In the spring of this year we mourned the passing of an exemplary prophetic voice, well known at Yale and in the wider world. William Sloane Coffin, Jr., whose ministry at the University combined the pastoral and the prophetic in extraordinary ways, was until his death a vigorous voice calling out our best efforts to be responsive to a God of justice and mercy. At a celebration of his life and ministry here at Yale held in April 2005, he rose one last time to challenge his friends and admirers to resist violence in its most threatening forms, particularly in the form of nuclear weapons. That same event marked the endowment of a scholarship in Bill’s honor, which is awarded to incoming YDS students who demonstrate his prophetic leadership, his passion for justice, and his critical theological interpretations of the contemporary social and political scene. Our first Coffin scholar, Ms. Rahiel Tesfamariam, who spent her early childhood in war-torn Eritrea, began her studies with us this autumn.
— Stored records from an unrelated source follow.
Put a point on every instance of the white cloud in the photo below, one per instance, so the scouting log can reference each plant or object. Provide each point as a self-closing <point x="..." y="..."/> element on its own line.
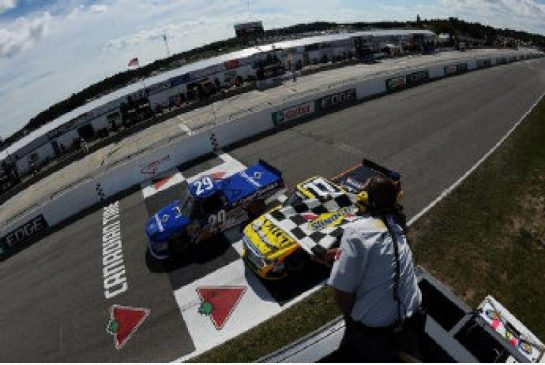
<point x="73" y="45"/>
<point x="5" y="5"/>
<point x="23" y="33"/>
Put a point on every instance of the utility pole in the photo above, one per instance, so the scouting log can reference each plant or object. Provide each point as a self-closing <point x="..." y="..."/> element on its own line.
<point x="166" y="44"/>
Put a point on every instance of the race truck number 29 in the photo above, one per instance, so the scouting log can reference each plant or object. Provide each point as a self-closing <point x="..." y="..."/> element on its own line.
<point x="204" y="185"/>
<point x="320" y="187"/>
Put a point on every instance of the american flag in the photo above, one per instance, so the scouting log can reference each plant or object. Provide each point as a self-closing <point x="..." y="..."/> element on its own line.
<point x="134" y="62"/>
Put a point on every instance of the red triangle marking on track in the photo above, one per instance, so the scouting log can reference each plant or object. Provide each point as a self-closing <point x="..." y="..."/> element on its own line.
<point x="221" y="301"/>
<point x="158" y="183"/>
<point x="124" y="321"/>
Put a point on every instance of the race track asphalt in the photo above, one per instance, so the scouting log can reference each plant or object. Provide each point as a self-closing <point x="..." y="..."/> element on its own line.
<point x="53" y="306"/>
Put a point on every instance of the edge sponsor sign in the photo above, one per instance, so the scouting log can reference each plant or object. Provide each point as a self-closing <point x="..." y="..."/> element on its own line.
<point x="484" y="63"/>
<point x="396" y="83"/>
<point x="461" y="67"/>
<point x="455" y="69"/>
<point x="178" y="80"/>
<point x="293" y="113"/>
<point x="450" y="70"/>
<point x="334" y="100"/>
<point x="24" y="232"/>
<point x="417" y="77"/>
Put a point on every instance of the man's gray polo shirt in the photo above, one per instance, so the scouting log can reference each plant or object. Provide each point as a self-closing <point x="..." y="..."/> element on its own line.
<point x="366" y="266"/>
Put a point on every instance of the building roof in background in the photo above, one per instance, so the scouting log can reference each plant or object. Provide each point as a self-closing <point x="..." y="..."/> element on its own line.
<point x="164" y="76"/>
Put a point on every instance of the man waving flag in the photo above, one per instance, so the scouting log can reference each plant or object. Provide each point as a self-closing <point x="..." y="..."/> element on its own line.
<point x="134" y="62"/>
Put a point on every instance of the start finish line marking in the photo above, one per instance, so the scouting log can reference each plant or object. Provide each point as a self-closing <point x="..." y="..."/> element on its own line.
<point x="113" y="268"/>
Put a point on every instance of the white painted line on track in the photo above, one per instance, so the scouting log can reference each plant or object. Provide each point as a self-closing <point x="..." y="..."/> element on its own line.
<point x="449" y="190"/>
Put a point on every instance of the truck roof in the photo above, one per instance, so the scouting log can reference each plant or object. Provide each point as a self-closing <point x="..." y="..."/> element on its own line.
<point x="244" y="183"/>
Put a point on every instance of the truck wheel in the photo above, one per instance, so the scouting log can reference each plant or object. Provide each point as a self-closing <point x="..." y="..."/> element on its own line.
<point x="179" y="244"/>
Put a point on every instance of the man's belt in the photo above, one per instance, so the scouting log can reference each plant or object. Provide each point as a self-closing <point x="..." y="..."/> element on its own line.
<point x="371" y="331"/>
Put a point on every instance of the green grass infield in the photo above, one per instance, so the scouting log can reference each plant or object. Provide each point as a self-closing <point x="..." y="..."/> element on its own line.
<point x="486" y="237"/>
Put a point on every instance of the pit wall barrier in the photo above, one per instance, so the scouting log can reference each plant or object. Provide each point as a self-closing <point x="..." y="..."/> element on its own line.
<point x="132" y="171"/>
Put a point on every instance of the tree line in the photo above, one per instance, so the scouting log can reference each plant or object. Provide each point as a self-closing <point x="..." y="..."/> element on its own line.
<point x="453" y="26"/>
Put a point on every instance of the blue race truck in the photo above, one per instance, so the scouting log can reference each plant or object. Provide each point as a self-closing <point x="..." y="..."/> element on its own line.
<point x="209" y="207"/>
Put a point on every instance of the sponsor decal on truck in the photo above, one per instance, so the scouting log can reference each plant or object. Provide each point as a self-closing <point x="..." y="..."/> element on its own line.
<point x="292" y="113"/>
<point x="334" y="100"/>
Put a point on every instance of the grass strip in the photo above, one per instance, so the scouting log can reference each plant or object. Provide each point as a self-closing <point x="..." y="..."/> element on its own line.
<point x="487" y="237"/>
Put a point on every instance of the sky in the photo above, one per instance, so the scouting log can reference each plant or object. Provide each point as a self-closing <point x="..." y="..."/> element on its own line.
<point x="50" y="49"/>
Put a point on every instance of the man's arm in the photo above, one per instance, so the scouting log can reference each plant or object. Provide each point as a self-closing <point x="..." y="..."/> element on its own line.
<point x="345" y="301"/>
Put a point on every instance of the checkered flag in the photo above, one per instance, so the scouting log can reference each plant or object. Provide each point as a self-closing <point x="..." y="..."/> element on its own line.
<point x="317" y="222"/>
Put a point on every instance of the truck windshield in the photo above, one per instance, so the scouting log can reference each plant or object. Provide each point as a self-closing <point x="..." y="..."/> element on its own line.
<point x="186" y="204"/>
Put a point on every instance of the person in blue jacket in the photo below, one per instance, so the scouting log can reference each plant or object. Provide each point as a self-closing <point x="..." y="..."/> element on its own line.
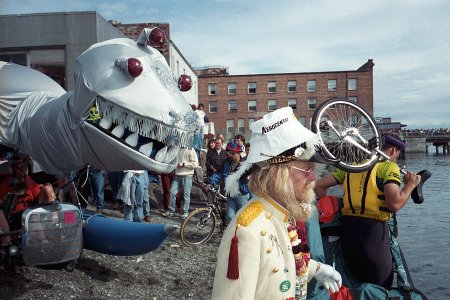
<point x="231" y="165"/>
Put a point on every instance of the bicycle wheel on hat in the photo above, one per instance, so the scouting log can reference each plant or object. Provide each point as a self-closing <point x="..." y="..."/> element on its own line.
<point x="198" y="227"/>
<point x="348" y="134"/>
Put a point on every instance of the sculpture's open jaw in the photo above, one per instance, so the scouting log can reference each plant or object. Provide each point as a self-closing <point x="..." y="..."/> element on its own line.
<point x="156" y="140"/>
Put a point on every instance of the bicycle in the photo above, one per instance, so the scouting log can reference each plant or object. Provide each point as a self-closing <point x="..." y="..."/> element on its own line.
<point x="200" y="224"/>
<point x="350" y="139"/>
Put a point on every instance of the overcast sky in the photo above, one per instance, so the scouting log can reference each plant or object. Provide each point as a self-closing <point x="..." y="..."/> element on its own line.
<point x="408" y="40"/>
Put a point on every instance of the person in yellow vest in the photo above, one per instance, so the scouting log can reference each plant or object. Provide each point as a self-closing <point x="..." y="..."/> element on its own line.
<point x="264" y="252"/>
<point x="370" y="199"/>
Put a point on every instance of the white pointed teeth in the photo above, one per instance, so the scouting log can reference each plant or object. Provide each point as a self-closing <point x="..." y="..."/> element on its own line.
<point x="171" y="154"/>
<point x="146" y="149"/>
<point x="161" y="154"/>
<point x="118" y="131"/>
<point x="132" y="139"/>
<point x="105" y="123"/>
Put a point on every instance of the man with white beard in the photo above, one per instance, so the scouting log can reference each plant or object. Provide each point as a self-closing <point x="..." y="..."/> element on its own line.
<point x="264" y="253"/>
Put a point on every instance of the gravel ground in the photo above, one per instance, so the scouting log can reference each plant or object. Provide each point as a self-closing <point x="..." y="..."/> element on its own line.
<point x="173" y="271"/>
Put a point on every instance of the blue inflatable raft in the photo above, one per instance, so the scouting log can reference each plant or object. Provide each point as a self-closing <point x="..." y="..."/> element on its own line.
<point x="117" y="237"/>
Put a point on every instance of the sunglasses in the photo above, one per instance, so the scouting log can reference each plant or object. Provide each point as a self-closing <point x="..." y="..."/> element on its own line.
<point x="300" y="169"/>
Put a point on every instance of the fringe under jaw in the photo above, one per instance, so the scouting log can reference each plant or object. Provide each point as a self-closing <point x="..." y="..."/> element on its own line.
<point x="180" y="133"/>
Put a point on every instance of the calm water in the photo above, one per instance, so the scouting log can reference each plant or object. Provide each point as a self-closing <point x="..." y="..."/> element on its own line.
<point x="424" y="229"/>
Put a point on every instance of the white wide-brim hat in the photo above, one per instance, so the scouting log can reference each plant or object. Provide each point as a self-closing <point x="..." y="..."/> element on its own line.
<point x="276" y="133"/>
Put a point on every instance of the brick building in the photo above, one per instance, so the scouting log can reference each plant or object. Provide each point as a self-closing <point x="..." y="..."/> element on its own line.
<point x="233" y="102"/>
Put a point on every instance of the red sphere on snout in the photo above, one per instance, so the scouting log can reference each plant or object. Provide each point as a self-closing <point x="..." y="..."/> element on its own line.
<point x="156" y="38"/>
<point x="134" y="67"/>
<point x="184" y="83"/>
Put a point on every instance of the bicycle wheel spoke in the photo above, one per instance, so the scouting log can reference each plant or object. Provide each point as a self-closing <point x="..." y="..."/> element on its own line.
<point x="345" y="130"/>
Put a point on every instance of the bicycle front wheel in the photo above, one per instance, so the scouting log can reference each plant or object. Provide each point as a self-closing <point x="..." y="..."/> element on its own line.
<point x="347" y="134"/>
<point x="198" y="227"/>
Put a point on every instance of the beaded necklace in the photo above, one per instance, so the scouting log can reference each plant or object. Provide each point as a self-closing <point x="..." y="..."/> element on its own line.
<point x="297" y="236"/>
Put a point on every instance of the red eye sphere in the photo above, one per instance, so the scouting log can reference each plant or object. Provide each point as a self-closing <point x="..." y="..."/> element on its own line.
<point x="184" y="83"/>
<point x="134" y="67"/>
<point x="157" y="38"/>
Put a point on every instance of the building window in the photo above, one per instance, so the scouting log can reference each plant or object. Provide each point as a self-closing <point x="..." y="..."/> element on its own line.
<point x="231" y="88"/>
<point x="352" y="84"/>
<point x="212" y="106"/>
<point x="302" y="120"/>
<point x="272" y="105"/>
<point x="292" y="103"/>
<point x="232" y="106"/>
<point x="252" y="105"/>
<point x="311" y="86"/>
<point x="332" y="85"/>
<point x="312" y="103"/>
<point x="241" y="125"/>
<point x="292" y="86"/>
<point x="272" y="87"/>
<point x="212" y="89"/>
<point x="252" y="87"/>
<point x="230" y="126"/>
<point x="250" y="121"/>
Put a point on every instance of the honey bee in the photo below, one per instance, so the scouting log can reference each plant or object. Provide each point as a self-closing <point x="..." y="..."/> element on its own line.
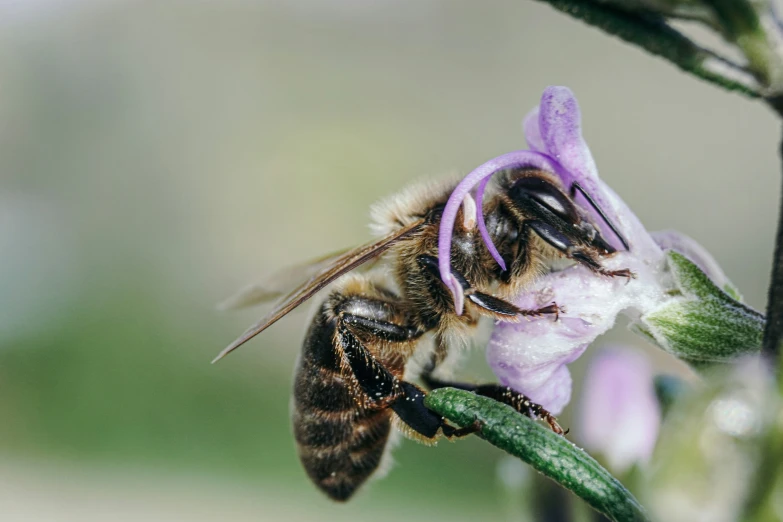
<point x="350" y="384"/>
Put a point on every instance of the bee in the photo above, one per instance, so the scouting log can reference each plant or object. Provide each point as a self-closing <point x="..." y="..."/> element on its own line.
<point x="350" y="385"/>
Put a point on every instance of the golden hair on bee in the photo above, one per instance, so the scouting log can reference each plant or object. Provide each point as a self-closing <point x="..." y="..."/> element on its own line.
<point x="358" y="374"/>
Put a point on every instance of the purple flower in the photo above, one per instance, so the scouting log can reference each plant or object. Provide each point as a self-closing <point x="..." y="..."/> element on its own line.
<point x="531" y="356"/>
<point x="619" y="413"/>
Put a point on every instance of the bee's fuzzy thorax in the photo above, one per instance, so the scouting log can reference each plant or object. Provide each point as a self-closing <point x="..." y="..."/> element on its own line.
<point x="409" y="204"/>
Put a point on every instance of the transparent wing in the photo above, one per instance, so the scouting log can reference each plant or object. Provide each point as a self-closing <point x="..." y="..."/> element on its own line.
<point x="280" y="283"/>
<point x="337" y="266"/>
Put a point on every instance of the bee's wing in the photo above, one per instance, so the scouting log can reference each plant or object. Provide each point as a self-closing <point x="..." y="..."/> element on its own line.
<point x="280" y="283"/>
<point x="334" y="269"/>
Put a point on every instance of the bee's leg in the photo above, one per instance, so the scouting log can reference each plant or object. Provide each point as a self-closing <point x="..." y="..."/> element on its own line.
<point x="575" y="186"/>
<point x="380" y="387"/>
<point x="504" y="394"/>
<point x="490" y="304"/>
<point x="562" y="243"/>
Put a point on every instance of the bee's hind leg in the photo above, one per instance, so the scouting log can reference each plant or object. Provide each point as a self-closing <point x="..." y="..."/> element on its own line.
<point x="379" y="388"/>
<point x="504" y="394"/>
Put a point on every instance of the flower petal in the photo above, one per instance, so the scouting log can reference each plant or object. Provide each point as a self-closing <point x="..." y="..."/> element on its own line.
<point x="530" y="356"/>
<point x="620" y="415"/>
<point x="533" y="132"/>
<point x="560" y="125"/>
Bill’s life and ministry, at Yale and at Riverside Church in New York City, will continue to inspire students of divinity preparing for service in the world of the twenty-first century.
How to shape and cultivate an effective and responsible prophetic voice remains a challenge. Opening our eyes to see the challenges of the contemporary world, as the exhibit on the Quad challenges us to do, is certainly a necessary condition. Being ready to speak truth to power, as Bill so often did, is an essential part of the equation, but there is certainly more. Our faculty, alumni, and friends writing in this issue of Reflections explore the dimensions of what constitutes prophetic ministry today, from what we say in the pulpit, to how we work in the community, from how we construe the heritage of biblical prophecy to how prophets can lead the way in reconciling the deepest divisions in our world.
It hardly needs saying that the church and the country need prophets today. We hope that this issue of Reflections will help us all to think about what that calling entails.